Less revenue meant you fired people? Out of the blue came the kind of thought I never had, namely the logical solution to a big problem. “Instead of firing people, why don't all the lawyers just take less pay till things get better?”

“Exactly!” my dad said. “Right on the nail! And here's the answer to your question, Robbie, in five letters—
G-R-E
-
E
-
D.

My mom held up her hand. “Pointless to get into all that. It won't help. And it's even possible that something of that nature could have happened, but not after the Sheldon Gunn fiasco.”

My heart went from beating away like normal, meaning I was unaware of it, to a pounding in my chest that couldn't be ignored. “Sheldon Gunn fiasco?” I said.

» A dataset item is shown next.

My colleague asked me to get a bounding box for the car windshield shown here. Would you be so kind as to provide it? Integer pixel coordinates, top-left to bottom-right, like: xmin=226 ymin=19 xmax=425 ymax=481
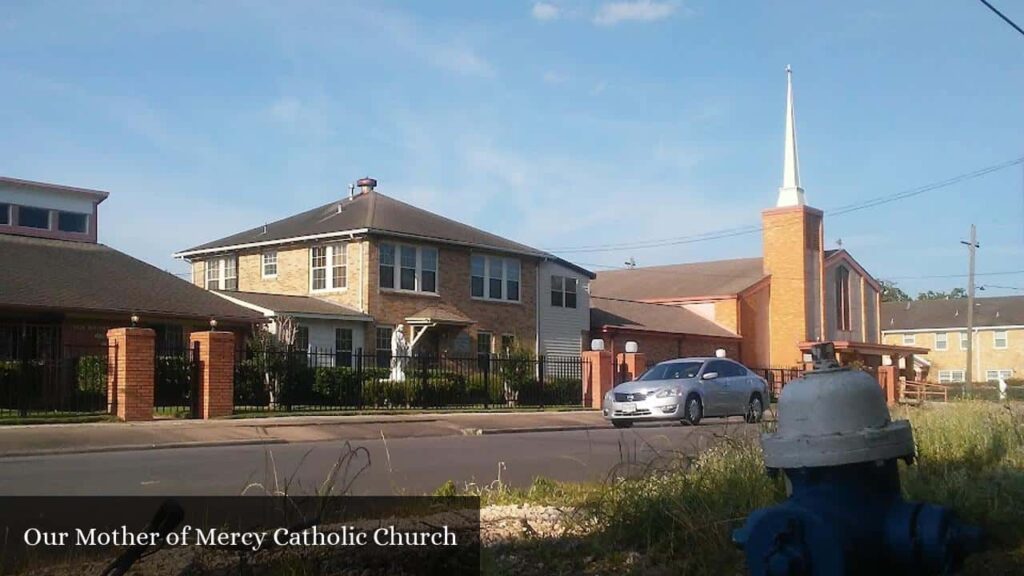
xmin=640 ymin=362 xmax=703 ymax=380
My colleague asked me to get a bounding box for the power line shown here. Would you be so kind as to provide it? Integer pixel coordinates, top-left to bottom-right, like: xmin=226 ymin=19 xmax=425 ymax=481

“I'm sure I mentioned it,” my mom said. “The day after the snowstorm, when the New Brooklyn Redevelopment Project deal fell apart, he fired us—and he was one of our biggest clients, worth millions to the firm every year.”

“I never understood why it fell apart in the first place,” my dad said.

But I sure did.

“It was the financing,” my mom said. “His Saudi partners backed out.”

“Why?”

“Something to do with our—Christ, I'll have to stop saying that—with the Jaggers and Tulkinghorn capital formation department and Egil Borg's people, but I don't really know. I never worked on any of it.”

Egil Borg: a nasty and dangerous man I'd never wanted to think of again. I went over and hugged my mom. “It's so unfair. You had nothing to do with it.”

“Collateral damage,” my mom said. A few tears did come after that, my mom's and mine, too. My dad got up and patted our backs.